Design This study used a retrospective, serial, cross-sectional study from September 2002 through December 2005 and a mailed satisfaction survey of a random sampling of 2,002 patients.
Measurements This study measured the adoption and use of a patient Web site (MyGroupHealth) from September 2002 through December 2005.
Results As of December 2005, 25% (105,047) of all Group Health members had registered and completed an identification verification process enabling them to use all of the available services on MyGroupHealth. Identification verification was more common among patients receiving care in the Integrated Delivery System (33%) compared with patients receiving care in the network (7%). As of December 2005, unique monthly user rates per 1,000 adult members were the highest for review of medical test results (54 of 1,000), medication refills (44 of 1,000), after-visit-summaries (32 of 1,000), and patient–provider clinical messaging (31 of 1,000). The response rate for the patient satisfaction survey was 46% (n = 921); 94% of survey respondents were satisfied or very satisfied with MyGroupHealth overall. Patients reported highest satisfaction (satisfied or very satisfied) for medication refills (96%), patient–provider messaging (93%), and medical test results (86%).

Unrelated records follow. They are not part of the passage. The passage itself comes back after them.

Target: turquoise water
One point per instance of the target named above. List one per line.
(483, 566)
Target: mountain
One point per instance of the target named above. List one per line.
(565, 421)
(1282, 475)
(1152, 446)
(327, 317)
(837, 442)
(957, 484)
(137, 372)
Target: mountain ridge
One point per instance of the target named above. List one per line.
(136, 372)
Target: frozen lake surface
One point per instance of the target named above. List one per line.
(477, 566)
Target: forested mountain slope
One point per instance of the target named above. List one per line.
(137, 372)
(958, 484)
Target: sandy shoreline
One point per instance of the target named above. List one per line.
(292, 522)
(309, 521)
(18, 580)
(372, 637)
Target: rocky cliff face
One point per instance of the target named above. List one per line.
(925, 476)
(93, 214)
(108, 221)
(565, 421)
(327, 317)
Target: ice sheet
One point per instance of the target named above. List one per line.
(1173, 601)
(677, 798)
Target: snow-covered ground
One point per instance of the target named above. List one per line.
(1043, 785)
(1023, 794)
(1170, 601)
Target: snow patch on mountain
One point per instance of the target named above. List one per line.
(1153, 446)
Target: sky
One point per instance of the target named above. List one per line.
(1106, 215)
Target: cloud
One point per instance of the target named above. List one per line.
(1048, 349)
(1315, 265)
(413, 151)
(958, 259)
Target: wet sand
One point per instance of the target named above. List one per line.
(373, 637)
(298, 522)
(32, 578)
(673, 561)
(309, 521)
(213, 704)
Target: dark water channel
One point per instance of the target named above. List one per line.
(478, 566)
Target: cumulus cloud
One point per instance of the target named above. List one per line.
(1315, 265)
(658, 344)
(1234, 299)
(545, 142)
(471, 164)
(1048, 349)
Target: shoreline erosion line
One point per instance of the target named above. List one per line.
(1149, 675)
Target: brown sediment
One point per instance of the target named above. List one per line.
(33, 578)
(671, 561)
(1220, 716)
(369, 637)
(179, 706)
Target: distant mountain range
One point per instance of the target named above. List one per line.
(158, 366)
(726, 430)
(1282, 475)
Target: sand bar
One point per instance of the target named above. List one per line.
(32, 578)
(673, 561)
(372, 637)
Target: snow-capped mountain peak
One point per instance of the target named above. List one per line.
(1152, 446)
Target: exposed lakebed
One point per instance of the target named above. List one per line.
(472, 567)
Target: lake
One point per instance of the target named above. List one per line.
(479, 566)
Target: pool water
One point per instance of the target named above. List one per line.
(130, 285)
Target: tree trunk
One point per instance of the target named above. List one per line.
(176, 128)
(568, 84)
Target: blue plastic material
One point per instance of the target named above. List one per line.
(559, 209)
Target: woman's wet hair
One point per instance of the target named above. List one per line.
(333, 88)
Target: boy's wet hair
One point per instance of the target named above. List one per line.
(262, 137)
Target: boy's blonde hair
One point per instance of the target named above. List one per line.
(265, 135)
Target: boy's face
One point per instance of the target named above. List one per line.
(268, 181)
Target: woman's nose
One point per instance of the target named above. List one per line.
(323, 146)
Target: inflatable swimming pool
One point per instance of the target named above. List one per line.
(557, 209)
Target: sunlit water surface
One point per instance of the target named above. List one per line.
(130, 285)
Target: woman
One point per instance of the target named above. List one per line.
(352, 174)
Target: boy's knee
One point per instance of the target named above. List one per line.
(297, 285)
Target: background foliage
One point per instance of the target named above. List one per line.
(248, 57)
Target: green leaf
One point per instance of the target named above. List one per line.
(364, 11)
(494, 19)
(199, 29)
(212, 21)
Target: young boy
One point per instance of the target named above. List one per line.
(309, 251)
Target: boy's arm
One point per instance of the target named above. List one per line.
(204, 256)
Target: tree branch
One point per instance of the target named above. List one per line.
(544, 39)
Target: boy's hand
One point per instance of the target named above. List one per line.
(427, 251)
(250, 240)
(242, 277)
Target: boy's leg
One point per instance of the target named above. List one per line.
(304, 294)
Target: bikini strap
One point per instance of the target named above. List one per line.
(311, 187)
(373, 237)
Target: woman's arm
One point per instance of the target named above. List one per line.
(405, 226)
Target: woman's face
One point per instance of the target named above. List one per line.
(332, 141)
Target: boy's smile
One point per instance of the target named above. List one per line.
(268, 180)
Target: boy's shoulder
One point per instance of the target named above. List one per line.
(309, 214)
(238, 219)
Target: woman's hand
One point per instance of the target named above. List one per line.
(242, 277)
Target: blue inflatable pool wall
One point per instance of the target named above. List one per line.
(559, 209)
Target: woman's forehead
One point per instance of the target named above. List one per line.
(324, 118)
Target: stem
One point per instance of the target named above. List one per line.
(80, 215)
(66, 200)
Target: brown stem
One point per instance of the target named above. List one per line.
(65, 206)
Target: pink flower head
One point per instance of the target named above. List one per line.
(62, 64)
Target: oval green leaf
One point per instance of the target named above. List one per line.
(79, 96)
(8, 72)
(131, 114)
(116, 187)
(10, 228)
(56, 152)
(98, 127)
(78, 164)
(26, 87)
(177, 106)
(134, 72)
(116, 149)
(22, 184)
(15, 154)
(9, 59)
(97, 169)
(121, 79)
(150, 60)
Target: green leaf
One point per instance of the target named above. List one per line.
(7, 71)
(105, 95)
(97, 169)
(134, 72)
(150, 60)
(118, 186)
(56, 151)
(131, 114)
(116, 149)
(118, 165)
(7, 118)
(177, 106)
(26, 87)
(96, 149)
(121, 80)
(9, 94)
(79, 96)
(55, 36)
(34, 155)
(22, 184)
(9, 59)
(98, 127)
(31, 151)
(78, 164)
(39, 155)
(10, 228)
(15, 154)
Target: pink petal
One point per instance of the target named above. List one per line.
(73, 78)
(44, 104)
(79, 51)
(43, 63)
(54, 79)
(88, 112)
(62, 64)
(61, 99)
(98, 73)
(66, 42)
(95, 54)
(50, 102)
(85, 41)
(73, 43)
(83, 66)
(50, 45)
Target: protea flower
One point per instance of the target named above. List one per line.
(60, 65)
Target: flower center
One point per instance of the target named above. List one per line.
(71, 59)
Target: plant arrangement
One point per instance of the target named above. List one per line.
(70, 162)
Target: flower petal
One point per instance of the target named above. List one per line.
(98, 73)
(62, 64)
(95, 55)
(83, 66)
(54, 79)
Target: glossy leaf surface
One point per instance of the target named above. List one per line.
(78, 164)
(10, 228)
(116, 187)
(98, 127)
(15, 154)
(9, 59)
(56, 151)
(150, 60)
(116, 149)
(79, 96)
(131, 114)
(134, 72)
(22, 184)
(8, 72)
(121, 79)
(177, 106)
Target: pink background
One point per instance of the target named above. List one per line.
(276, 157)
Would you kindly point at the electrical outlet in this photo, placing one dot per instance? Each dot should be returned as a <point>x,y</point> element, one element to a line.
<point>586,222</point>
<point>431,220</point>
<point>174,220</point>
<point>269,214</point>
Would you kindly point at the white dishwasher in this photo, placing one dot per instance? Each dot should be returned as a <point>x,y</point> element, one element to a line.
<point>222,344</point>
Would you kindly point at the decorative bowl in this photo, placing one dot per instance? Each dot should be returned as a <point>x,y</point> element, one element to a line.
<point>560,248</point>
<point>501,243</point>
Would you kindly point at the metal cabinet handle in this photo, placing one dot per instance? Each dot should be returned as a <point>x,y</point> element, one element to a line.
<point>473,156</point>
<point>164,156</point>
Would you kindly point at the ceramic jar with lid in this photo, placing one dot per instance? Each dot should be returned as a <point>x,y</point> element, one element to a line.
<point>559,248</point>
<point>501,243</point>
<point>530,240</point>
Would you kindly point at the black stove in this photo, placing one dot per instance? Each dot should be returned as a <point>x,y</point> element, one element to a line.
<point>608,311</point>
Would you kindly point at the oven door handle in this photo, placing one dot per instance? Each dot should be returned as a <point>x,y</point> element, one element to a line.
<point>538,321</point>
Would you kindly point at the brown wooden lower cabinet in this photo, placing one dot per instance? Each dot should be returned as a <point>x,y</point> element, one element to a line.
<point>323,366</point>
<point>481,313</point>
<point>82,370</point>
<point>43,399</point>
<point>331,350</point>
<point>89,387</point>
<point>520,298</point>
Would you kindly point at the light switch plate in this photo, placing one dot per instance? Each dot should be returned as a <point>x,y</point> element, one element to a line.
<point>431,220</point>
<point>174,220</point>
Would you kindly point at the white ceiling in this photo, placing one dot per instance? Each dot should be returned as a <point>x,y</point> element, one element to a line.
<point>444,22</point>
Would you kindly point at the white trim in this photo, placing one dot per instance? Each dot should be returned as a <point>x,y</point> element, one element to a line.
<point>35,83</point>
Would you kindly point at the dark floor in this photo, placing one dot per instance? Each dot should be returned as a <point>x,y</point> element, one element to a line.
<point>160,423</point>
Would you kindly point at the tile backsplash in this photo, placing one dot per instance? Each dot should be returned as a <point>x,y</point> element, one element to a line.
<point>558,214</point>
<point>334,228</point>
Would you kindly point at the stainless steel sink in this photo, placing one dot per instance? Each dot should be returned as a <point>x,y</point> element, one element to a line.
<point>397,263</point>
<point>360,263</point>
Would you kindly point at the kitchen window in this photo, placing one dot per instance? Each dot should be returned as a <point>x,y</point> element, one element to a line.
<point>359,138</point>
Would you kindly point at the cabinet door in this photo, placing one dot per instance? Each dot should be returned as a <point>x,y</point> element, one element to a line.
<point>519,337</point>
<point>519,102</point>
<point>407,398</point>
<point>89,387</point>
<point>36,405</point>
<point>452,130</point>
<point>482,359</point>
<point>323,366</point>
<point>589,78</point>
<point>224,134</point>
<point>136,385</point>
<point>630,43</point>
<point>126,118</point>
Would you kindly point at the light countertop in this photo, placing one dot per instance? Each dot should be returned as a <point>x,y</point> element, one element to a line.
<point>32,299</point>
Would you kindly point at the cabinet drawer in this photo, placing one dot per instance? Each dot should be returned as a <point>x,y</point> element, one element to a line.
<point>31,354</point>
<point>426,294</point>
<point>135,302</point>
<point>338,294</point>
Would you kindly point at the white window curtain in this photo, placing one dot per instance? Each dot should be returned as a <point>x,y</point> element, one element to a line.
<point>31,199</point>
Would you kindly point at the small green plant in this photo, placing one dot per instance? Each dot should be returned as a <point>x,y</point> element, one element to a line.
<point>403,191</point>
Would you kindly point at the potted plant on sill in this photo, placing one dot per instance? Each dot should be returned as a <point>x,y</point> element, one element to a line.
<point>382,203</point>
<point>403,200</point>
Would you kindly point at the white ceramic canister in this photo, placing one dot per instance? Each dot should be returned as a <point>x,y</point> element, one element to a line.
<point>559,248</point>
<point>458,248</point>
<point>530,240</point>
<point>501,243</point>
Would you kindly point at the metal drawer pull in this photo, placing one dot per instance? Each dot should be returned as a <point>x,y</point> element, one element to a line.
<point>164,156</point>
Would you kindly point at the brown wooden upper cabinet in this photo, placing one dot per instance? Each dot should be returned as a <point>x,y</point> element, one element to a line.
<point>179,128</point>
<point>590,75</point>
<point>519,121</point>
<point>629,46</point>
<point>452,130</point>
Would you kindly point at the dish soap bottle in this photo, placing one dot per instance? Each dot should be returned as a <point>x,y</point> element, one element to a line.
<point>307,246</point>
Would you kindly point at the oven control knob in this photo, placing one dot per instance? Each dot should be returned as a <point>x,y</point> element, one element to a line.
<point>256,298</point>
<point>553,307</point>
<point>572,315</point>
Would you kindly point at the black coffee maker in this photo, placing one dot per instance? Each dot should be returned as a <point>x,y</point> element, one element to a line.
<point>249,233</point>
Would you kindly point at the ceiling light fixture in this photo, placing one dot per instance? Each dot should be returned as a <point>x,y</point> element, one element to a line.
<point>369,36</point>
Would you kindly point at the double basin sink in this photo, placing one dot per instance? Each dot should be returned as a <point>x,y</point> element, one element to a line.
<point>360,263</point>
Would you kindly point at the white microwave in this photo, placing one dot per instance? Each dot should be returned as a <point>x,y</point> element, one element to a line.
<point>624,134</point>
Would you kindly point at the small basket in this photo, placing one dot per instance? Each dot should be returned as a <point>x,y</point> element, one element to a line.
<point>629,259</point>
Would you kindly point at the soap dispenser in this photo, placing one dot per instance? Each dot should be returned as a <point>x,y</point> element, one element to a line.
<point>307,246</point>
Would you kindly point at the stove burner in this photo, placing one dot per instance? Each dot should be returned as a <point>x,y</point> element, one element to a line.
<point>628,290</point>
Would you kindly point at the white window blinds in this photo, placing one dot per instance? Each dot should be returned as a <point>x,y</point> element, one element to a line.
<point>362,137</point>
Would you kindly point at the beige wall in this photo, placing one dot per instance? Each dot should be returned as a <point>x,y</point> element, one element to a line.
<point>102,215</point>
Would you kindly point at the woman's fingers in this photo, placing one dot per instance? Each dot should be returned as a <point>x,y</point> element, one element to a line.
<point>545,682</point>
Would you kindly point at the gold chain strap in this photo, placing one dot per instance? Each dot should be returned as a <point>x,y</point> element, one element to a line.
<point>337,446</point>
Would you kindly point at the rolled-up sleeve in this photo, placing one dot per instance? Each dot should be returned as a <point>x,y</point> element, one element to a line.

Conclusion Use and satisfaction with MyGroupHealth were greatest for accessing services and information involving ongoing, active care and patient–provider communication. Tight integration of Web services with clinical information systems and patient–provider relationships may be important in meeting the needs of patients.
This study was supported by the Agency for Health Care Research and Quality (Grant No. R03 HS014625-01) and by the Robert Wood Johnson Foundation’s Changes in Health Care Financing and Organization Initiative (Grant No. 52229).